Privacy e riservatezza: il digital divide

Ho sempre vissuto in città di provincia (MI) dove è abitudine frequentare una cerchia ristretta di persone. Questo mi ha permesso di stringere legami molto forti con chi considero i miei amici, ma allo stesso tempo non mi ha favorito nello sviluppo di una  sensibilità verso la gestione delle informazioni personali nella vita reale; la mia lingua lunga ha solo fatto piovere sul bagnato…

Il paese è piccolo e la gente mormora…

recita il proverbio: ho constatato che è vero in molte occasioni.

Non tutti i  mali vengono per nuocere: nella mia vita digitale ho saputo imparare dagli errori commessi nela vita parallela e ho sempre dato un occhio di riguardo alla privacy online e tutto ciò che consegue allo scambio di informazioni tramite internet. Anche internet, infatti, con le sue milioni di miliardi di connessioni digitali può essere considerato un paesino di provincia, dove tutti possono venire a sapere tutto.

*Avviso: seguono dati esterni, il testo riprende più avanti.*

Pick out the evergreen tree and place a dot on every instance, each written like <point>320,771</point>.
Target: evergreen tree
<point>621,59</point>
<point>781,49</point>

Consideriamo un esempio: Alice e Roberto (sempre chiamati in causa in questo genere di esempi), hanno una relazione che vogliono mantenere segreta. I due non si incontrano mai in pubblico, ma volentieri si scambiano messaggi passionali attraverso il telefonino e il computer. Un giorno Alice sta chattando con Roberto via Facebook quando per sbaglio il mouse le cade e viene cliccato questo link. Alice capita sulla pagina che descrive le regole con cui Facebook registra e archivia le informazioni a lei correlate e incuriosita legge interamente il contenuto. Scopre essenzialmente che:

L’indomani Roberto torna da un viaggio di lavoro e chiede ad Alice di incontrarsi; la avvisa inoltre che il suo telefonino gli è stato rubato in aereoporto. In quel momento Alice è fulminata da un pensiero: e se il ladro del cellulare fosse a conoscenza del modulo per ricevere i dati da Facebook e usasse il telefono di Roberto per farne richiesta? A quel punto avrebbe a disposizione tutte le conversazioni tra i due e potrebbe approfittarne per ricattarli! Non vorrei essere al posto di Roberto quando si incontreranno…

Generalizzando dall’esempio, ogni compagnia che opera online ha il potere di acquisire dei dati: dalla sola mail e password in uso anni fa, al web 2.0 di oggi basato sui contenuti generati dagli utenti. Ogni compagnia si deve dotare quindi di politiche di detenzione e divulgazione di queste informazioni; vorrei che questo concetto fosse più ampiamente diffuso tra chi fa uso di questi servizi.

Non è raro infatti considerare più sicuro e riservato scambiarsi informazioni via internet che a parole; se domando “Ci sentiamo per organizzare la festa a sorpesa di X?” mi sento rispondere “Creo un gruppo su Facebook” e rimango perplesso: come si può pensare che sia meno rintracciabile o più segreta una serie di caratteri leggibili e che viaggiano andata e ritorno per l’oceano Atlantico, rispetto alle parole sussurrate direttamente all’orecchio di chi deve sentirle?